Author: Nanna Vedel-Hertz

This article is part of Changing the Narrative. Articles in this series are written by student or early career journalists who took part in The Local’s training course on solutions-focused migration reporting. Find out more about the project here.

While conditions at refugee camps on the Greek island of Lesvos are dire, it hasn’t stopped residents finding ways to live through the constant state of emergency.

The new Kara Tepe refugee camp on the Greek island of Lesvos currently houses around 7,800 refugees, according to numbers from the UNHCR. Situated next to a smaller, older shelter of the same name, the new camp was created as a replacement for the infamous Moria camp, which was destroyed in a fire in early September. At the time Moria housed around 12,600 people, while it was in fact only built for 2,700.

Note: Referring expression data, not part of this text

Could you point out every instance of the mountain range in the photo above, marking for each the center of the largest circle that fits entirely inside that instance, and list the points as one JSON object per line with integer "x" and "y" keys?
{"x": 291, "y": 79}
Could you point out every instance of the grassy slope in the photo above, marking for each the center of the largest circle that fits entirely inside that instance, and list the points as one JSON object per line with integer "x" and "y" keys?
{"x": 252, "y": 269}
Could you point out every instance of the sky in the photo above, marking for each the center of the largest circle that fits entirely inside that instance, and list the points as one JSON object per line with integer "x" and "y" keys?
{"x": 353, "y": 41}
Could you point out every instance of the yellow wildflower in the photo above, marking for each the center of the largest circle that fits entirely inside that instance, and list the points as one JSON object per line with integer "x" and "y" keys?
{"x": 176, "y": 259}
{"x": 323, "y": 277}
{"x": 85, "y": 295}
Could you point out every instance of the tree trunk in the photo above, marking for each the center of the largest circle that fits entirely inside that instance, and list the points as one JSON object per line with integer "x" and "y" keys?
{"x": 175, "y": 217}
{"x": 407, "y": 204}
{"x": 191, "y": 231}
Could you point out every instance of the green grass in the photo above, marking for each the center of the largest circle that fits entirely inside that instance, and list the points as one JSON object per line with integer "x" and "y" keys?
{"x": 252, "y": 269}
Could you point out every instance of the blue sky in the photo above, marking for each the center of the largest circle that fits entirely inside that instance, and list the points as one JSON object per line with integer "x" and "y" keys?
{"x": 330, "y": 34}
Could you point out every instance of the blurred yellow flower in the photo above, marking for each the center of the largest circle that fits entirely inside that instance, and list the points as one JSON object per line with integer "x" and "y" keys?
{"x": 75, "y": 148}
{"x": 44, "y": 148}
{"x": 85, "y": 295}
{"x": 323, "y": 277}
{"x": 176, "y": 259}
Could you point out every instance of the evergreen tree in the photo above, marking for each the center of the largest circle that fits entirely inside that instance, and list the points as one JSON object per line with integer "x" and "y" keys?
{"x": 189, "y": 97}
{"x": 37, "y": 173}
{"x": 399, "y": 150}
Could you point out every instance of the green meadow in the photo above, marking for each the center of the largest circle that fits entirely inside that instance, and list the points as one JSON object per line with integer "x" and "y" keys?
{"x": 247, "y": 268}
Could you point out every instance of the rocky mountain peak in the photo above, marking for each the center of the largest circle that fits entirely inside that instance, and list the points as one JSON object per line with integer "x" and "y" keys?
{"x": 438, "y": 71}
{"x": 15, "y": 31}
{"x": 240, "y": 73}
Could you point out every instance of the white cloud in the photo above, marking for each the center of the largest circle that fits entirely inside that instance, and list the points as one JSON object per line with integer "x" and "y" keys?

Moria was infamous for its bad conditions, and the new camp does not seem to be an improvement. It was described by the UNHCR as an “emergency site” and the organisation has called for immediate action as the living conditions in the camp are in urgent need of improvement, especially with the weather getting colder.

While the conditions on Lesvos have been protested by many organisations as inhumane, it has not stopped the new residents from adapting and finding ways to live through the constant state of emergency.